Through Jesus, God brought about a New Covenant. This New Covenant was mentioned by Jeremiah – he could see, through the inspiration of the Holy Spirit, a time coming when God would initiate a New Covenant. We read in Jeremiah 31:33, “But this is the new covenant I will make with the people of Israel after those days,” says the Lord. “I will put my instructions deep within them, and I will write them on their hearts. I will be their God, and they will be my people.” In Hebrews 7:22, we read, “…Jesus is the one who guarantees this better covenant with God“. In the New Covenant, God offered the free gift of forgiveness for our sins through Jesus’ sacrificial death at Calvary, and our responsibility is to have faith in what He did for us, in the process enjoying an eternal relationship with God.
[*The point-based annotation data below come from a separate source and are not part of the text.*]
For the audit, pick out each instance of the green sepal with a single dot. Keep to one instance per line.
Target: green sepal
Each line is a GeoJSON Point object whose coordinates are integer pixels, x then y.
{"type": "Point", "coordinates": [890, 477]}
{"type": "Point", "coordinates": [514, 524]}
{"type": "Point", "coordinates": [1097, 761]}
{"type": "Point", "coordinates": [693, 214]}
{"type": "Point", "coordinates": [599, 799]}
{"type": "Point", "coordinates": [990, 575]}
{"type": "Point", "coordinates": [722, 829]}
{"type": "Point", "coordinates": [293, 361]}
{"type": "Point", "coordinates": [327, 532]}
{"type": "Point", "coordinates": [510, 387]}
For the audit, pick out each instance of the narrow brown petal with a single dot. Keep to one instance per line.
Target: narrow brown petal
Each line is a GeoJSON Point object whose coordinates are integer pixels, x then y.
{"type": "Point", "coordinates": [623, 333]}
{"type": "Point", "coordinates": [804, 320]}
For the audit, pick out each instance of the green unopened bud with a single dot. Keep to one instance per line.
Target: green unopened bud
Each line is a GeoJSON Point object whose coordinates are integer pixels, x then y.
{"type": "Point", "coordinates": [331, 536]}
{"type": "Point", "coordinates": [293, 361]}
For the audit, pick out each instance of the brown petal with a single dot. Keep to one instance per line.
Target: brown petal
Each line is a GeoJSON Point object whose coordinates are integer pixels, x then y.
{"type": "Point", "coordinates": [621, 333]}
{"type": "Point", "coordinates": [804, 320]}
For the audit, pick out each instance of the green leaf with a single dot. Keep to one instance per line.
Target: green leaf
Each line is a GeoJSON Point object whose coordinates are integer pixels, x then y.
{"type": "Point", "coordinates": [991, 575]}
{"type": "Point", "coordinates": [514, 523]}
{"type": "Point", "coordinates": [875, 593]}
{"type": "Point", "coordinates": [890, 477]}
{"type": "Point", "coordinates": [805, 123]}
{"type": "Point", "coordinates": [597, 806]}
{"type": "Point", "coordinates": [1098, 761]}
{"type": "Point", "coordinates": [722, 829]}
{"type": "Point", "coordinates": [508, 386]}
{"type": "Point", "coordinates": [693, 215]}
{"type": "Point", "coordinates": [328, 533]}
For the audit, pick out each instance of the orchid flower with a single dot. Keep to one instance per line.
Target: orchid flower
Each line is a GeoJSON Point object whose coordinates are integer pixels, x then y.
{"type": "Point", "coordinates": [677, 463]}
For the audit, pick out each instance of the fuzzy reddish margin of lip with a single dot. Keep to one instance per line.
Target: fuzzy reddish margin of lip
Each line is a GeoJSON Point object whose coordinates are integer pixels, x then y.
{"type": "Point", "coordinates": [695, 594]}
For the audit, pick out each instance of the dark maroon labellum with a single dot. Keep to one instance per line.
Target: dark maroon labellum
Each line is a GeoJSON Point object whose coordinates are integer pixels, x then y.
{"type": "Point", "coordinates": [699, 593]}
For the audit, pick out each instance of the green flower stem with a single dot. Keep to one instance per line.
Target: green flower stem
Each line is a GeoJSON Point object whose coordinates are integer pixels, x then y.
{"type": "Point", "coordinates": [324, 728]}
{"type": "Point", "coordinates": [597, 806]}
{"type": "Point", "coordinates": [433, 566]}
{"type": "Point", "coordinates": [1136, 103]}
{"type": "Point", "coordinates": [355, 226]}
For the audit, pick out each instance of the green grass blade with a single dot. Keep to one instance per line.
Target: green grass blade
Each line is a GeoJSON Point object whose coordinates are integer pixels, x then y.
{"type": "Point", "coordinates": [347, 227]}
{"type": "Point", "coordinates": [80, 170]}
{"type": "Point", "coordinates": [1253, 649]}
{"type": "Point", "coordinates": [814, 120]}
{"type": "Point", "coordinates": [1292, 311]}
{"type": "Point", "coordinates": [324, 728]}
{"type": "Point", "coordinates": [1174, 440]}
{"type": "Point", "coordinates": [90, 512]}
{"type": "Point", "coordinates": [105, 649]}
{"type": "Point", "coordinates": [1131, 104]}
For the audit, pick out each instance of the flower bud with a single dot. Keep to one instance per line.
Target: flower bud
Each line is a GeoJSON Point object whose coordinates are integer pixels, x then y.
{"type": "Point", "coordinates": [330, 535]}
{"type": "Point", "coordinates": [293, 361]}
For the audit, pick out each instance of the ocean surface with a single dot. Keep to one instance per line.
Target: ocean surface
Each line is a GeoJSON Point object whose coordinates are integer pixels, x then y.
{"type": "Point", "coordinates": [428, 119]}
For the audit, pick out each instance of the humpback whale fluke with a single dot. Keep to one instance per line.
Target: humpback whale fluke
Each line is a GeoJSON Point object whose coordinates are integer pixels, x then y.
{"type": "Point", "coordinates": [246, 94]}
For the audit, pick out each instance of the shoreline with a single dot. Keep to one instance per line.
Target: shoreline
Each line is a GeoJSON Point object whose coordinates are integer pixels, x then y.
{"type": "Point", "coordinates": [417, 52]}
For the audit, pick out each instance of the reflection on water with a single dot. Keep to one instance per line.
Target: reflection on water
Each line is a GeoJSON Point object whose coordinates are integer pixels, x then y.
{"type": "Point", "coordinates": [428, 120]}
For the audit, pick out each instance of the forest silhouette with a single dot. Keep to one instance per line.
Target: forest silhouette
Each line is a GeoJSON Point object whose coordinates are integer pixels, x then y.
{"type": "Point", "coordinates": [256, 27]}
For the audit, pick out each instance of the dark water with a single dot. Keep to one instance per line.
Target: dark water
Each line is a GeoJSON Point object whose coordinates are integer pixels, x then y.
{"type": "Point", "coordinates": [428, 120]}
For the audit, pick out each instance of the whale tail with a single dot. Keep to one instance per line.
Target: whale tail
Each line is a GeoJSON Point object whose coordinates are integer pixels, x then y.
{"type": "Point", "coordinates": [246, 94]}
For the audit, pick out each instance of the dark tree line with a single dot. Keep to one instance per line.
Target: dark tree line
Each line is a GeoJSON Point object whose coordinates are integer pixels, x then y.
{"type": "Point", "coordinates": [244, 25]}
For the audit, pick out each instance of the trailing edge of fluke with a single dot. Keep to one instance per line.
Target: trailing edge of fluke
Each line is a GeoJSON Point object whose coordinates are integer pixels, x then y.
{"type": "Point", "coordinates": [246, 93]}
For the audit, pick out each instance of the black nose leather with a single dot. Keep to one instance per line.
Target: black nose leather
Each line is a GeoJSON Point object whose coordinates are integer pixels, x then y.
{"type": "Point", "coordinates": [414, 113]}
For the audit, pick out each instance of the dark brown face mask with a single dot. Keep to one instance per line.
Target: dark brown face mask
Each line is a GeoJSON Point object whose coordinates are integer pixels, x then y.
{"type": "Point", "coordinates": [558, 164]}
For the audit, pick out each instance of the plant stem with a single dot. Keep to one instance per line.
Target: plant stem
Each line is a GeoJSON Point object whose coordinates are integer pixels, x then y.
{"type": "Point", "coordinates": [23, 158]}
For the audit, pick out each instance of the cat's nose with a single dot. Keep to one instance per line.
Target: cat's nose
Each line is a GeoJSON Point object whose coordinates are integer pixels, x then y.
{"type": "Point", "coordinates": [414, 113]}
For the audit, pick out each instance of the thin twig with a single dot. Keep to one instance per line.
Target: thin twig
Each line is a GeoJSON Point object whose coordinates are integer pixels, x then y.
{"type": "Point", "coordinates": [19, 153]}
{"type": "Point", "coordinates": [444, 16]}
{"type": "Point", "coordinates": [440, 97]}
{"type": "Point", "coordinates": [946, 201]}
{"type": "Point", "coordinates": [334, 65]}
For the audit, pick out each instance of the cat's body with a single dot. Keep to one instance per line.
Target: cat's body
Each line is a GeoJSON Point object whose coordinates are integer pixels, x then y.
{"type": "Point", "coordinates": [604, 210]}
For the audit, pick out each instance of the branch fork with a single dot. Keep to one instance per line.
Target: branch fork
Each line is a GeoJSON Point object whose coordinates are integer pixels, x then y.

But will God’s commitment come to an end? In today’s verse the Psalmist points out that God has limited His covenant to a thousand generations. It doesn’t seem so much until we realise that the genealogies in the Bible add up to around one hundred generations from Adam until today. So a thousand generations is as good as eternity.
But the important point of the Covenant is that God is a real, loving, Heavenly Father, His Son Jesus died to redeem us from the consequences of our sins, and we have an invitation to spend eternity with Him. Seems a good deal to me.

A Stern Parent

“Moses and Aaron were among His priests; 
Samuel also called on His name. 
They cried to the Lord for help, and He answered them. 
He spoke to Israel from the pillar of cloud, 
and they followed the laws and decrees He gave them. 
O Lord our God, You answered them. 
You were a forgiving God to them, 
but You punished them when they went wrong.”
‭‭Psalms‬ ‭99:6-8‬ ‭NLT‬‬

This is the Old Covenant, the Old Testament. There were priests who called on the name of the Lord, on both their own behalf and on behalf of the people. And God spoke to His chosen people from inside a pillar of cloud, perhaps of smoke. As an aside, I wonder how big it was – its diameter, its height. Was it totally opaque? But come what may, it must have been an amazing sight. The Psalm continues with the statement that God’s laws were being followed, and God answered the people, presumably when they cried for help. Was it an audible voice, like the thunder at Mount Sinai? Or Elijah’s still small voice?  But here’s the thing, when they followed His laws and decrees, God forgave them. But when they didn’t He punished them. 

How do we view our wonderful God? As a stern parent who praises us when we do right in His eyes, but punishes us when we don’t? The society in which we live will leave us largely alone if we abide by what’s written in the statute book, but will apply “the full force of the law” when we don’t. Keeping to a speed limit when driving through a town will invoke no penalties, but exceeding it will result in fines and points on our licence (if we’re caught). And that’s the thing. In our societies, getting caught out if we commit a misdemeanour may or may not happen, but in God’s Kingdom, our actions will always come before His gaze. 

So back to our question, what picture, what impression, do we have of God in our minds? I meet people who never knew their fathers, or who never had a good experience with them. And they have then projected their bad experiences into the image they hold in their minds of God. They are fearful of God’s response to their behaviour, good or bad. 

Thankfully, through Jesus, God’s love and concern for us shines through with the light of the New Covenant. The New Testament bulges with the excitement of the Isalm 99ncarnation, bursting out with the news of our God who came to this earth to save us. No longer do we need to fear a stern and remote parent. Through Jesus we have the very means to enter God’s presence at any time. We can call Him “Abba” or “Daddy”. We can have an intimate personal relationship with Him, enjoying Him as a true Father. Can we feel His love and grace today? He’s ready and waiting to delight in us, His children.